Rishi Sunak has been dealt a fresh blow to his leadership after pollster Will Dry resigned as a special adviser, warning that the Tories “are heading for the most almighty of defeats”.
According to The Sun’s Harry Cole, Dry became the latest member of Sunak’s team to walk away from his position as he warned that “at least a decade of Labour rule” is on the cards.
It comes as Sir Simon Clarke, who called on Sunak to quit this week, compared himself to a man shouting “iceberg” in the face of approaching oblivion as he came under fire from senior Conservatives.
The former Cabinet minister insisted he was acting alone rather than as part of an orchestrated plot as he acknowledged a “pretty hostile” response from many Tory MPs.

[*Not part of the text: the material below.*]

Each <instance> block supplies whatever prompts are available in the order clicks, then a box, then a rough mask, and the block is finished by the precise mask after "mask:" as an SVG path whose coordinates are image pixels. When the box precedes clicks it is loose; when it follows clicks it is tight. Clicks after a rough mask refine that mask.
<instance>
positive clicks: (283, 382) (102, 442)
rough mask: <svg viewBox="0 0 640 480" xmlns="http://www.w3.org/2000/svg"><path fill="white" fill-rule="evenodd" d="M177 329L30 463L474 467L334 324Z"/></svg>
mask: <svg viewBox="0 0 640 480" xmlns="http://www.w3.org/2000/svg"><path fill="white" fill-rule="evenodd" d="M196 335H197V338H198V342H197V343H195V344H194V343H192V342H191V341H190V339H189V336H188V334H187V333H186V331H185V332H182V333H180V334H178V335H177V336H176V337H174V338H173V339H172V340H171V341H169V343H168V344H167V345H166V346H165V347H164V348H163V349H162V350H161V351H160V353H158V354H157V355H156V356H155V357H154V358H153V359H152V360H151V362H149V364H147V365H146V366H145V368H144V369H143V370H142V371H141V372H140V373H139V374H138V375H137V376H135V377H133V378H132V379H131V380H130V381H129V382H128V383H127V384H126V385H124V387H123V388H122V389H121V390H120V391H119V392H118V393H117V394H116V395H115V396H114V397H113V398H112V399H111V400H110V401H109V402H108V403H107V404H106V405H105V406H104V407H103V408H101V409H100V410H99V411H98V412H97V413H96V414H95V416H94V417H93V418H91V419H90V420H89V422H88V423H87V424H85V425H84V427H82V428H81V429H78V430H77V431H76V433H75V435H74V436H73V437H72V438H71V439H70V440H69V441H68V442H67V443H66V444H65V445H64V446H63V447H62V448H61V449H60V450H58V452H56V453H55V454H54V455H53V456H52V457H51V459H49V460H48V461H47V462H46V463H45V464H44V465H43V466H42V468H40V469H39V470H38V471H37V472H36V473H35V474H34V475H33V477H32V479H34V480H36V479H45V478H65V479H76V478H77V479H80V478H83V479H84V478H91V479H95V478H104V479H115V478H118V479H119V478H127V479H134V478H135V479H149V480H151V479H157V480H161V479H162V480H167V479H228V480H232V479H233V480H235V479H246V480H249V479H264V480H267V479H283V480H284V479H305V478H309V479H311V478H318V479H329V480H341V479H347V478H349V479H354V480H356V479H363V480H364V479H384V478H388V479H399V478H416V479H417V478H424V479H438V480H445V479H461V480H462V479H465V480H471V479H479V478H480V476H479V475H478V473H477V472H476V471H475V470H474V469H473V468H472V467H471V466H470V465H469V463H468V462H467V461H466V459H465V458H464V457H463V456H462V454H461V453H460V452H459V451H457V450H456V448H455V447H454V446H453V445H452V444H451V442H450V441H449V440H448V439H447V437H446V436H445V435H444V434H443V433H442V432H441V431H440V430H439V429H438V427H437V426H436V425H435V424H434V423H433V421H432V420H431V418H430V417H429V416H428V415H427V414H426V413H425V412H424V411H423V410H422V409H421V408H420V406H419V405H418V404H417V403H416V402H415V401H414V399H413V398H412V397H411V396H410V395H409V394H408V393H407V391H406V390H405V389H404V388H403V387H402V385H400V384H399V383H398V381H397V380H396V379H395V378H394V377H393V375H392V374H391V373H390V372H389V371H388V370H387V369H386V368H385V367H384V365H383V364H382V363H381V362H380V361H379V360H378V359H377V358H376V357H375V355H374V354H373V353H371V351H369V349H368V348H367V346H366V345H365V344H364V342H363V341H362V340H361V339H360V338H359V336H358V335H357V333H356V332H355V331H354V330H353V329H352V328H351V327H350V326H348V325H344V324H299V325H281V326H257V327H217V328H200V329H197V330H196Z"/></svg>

Home Secretary James Cleverly was among a string of current and former ministers slapping down Sir Simon for his attack on Mr Sunak.

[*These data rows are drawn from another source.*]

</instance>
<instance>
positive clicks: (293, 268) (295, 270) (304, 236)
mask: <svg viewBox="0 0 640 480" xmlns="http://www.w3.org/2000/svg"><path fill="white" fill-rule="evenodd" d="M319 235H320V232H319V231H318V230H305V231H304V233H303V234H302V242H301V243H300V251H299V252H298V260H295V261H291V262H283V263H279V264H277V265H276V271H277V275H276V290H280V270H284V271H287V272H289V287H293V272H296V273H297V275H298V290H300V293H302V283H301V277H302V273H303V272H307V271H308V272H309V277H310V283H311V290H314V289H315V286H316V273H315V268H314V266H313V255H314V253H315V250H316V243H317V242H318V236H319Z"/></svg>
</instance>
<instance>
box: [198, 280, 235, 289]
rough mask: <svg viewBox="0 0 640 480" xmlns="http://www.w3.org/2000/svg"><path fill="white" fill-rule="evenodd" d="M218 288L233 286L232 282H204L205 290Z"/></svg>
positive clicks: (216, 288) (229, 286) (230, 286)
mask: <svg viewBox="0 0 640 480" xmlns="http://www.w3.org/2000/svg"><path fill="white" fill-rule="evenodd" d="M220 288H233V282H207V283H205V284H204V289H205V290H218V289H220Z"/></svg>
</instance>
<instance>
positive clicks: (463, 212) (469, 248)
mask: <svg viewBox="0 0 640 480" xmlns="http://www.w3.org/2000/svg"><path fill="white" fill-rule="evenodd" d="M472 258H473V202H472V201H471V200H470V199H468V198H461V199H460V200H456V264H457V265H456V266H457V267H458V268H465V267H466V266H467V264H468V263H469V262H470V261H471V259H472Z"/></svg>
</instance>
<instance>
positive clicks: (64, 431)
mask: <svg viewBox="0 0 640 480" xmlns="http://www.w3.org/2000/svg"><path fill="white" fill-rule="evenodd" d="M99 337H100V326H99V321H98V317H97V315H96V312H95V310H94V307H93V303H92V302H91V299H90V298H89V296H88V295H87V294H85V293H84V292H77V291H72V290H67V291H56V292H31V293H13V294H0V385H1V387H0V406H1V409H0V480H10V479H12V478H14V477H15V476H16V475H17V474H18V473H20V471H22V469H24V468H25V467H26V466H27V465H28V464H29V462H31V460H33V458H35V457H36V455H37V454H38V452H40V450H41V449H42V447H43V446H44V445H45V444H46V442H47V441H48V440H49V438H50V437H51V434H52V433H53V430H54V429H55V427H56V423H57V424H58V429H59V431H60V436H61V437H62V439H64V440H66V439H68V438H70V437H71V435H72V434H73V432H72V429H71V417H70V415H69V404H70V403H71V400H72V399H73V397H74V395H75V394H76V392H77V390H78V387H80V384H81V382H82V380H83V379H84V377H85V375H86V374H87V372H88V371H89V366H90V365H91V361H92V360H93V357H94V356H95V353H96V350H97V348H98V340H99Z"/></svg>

Sir Simon, who served as Liz Truss’s levelling-up secretary, said the Conservatives will be “massacred” at the general election unless Mr Sunak is replaced.
Labour leader Sir Keir Starmer seized on the latest wave of Tory unrest, saying it is another example of “party first, country second”.

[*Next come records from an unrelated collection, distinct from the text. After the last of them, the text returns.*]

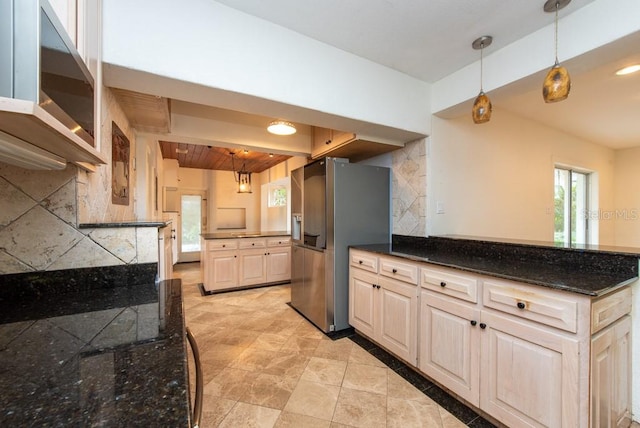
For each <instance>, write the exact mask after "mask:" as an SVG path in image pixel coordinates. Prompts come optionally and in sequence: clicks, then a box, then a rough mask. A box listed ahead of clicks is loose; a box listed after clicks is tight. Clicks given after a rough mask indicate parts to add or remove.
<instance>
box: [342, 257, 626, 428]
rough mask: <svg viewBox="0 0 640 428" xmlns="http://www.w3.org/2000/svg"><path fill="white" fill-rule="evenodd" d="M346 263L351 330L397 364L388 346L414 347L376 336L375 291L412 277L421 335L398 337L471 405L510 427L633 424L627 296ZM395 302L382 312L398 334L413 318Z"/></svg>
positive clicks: (411, 278) (378, 263)
mask: <svg viewBox="0 0 640 428" xmlns="http://www.w3.org/2000/svg"><path fill="white" fill-rule="evenodd" d="M349 257H350V289H349V292H350V296H349V322H350V324H351V325H352V326H353V327H355V328H356V329H357V330H358V331H359V332H361V333H362V334H364V335H366V336H368V337H370V338H371V339H372V340H374V341H376V342H377V343H379V344H380V345H381V346H383V347H385V348H387V349H388V350H390V351H391V352H393V353H395V354H396V355H398V356H401V354H402V351H403V348H402V347H401V348H400V350H398V348H397V347H396V348H395V349H394V348H393V344H394V341H395V342H404V343H411V340H410V339H400V340H398V338H399V337H400V338H401V337H403V336H402V334H399V333H397V332H396V333H394V334H393V335H392V336H393V338H394V339H395V340H389V337H384V336H385V335H384V334H382V333H381V330H380V328H381V327H379V325H380V317H381V313H382V312H383V311H384V310H385V309H382V307H381V306H380V305H381V303H380V302H379V299H380V297H379V294H378V291H380V290H381V289H382V288H383V287H384V286H385V285H384V282H385V281H392V282H393V283H394V284H403V285H405V286H409V283H411V282H412V281H413V278H414V277H415V276H414V275H415V273H414V272H418V278H419V281H418V282H419V283H418V285H419V289H420V294H419V298H418V300H419V305H418V308H419V311H418V312H419V313H418V322H417V324H418V327H417V328H415V329H414V328H413V327H411V326H408V325H407V326H405V327H403V328H401V329H399V330H398V331H399V332H400V331H401V332H402V333H404V332H415V333H411V334H416V335H418V337H417V340H416V343H417V347H418V351H419V352H418V357H419V358H418V361H417V366H418V369H419V370H420V371H421V372H422V373H424V374H425V375H426V376H428V377H430V378H431V379H433V380H434V381H436V382H438V383H439V384H441V385H443V386H444V387H445V388H447V389H448V390H450V391H452V392H453V393H454V394H456V395H457V396H459V397H460V398H461V399H463V400H465V401H466V402H468V403H469V404H471V405H472V406H475V407H477V408H478V409H480V410H482V411H484V412H486V413H487V414H489V415H490V416H492V417H494V418H495V419H496V420H498V421H500V422H501V423H504V424H505V425H507V426H523V427H572V428H573V427H589V426H590V427H628V426H629V425H630V424H631V416H630V408H631V385H630V382H631V354H630V349H631V348H630V332H631V320H630V316H629V314H630V312H631V304H630V302H631V289H630V288H629V287H624V288H622V289H619V290H617V291H616V292H613V293H610V294H607V295H604V296H601V297H598V298H594V297H590V296H587V295H582V294H576V293H569V292H563V291H558V290H553V289H550V288H546V287H539V286H534V285H530V284H524V283H520V282H514V281H509V280H503V279H498V278H494V277H489V276H486V275H478V274H473V273H468V272H462V271H460V270H457V269H451V268H446V267H440V266H435V265H432V264H429V263H421V262H415V261H412V260H408V259H403V258H401V257H389V256H381V255H377V254H375V253H369V252H366V251H362V250H355V249H352V250H350V256H349ZM391 278H402V279H403V280H404V281H398V280H397V279H391ZM378 286H380V289H378ZM385 288H387V287H385ZM389 288H391V287H389ZM396 295H401V296H404V295H403V294H402V293H396ZM394 298H397V297H396V296H394ZM403 298H405V299H407V301H409V300H410V299H411V297H409V296H408V294H407V295H406V296H404V297H403ZM400 302H402V300H401V299H398V300H397V301H396V302H395V303H393V304H391V305H388V306H391V307H393V306H395V311H396V312H397V313H398V314H400V315H397V314H396V315H394V316H395V318H394V322H395V324H396V325H403V324H404V322H405V320H408V319H410V317H406V318H404V313H403V310H402V309H400V308H408V307H410V306H411V305H410V304H409V303H406V304H405V303H400ZM386 310H387V312H388V313H392V312H391V311H389V309H386ZM404 311H405V312H406V311H407V310H406V309H405V310H404ZM399 320H402V322H399ZM406 349H409V348H408V347H406ZM406 355H411V354H410V353H406V352H405V353H404V354H403V358H404V359H405V360H407V361H411V360H410V359H407V358H406Z"/></svg>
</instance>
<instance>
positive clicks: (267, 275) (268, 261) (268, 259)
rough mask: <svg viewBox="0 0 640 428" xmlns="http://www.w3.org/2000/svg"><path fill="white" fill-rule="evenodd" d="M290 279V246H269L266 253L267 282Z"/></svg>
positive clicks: (290, 263) (290, 276) (288, 280)
mask: <svg viewBox="0 0 640 428" xmlns="http://www.w3.org/2000/svg"><path fill="white" fill-rule="evenodd" d="M290 279H291V247H286V248H270V249H269V254H268V255H267V282H279V281H289V280H290Z"/></svg>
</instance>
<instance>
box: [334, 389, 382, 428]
mask: <svg viewBox="0 0 640 428" xmlns="http://www.w3.org/2000/svg"><path fill="white" fill-rule="evenodd" d="M386 419H387V397H386V396H385V395H381V394H375V393H372V392H367V391H358V390H355V389H349V388H342V389H341V390H340V395H339V397H338V402H337V404H336V411H335V414H334V415H333V421H334V422H338V423H341V424H345V425H351V426H354V427H367V428H374V427H385V426H386Z"/></svg>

Defending his own intervention, Sir Simon told BBC News: “No one likes that guy that’s shouting ‘iceberg’ but I suspect that people will be even less happy if we hit the iceberg.
“And we are on course to do that. That is the point that I need to land with colleagues respectfully and calmly.
“We are not at the moment responding to the situation with the seriousness that it warrants.”
Sir Simon repeatedly declined to say who he wants to become Tory leader, but said there are a “number of people who could do it”.
“I don’t want to tarnish anyone by saying this. I’ve done this on my own, I’ve been really clear that I’ve done it deliberately on my own so I don’t make anyone else the subject of the sort of criticism that I’ve incurred,” he said.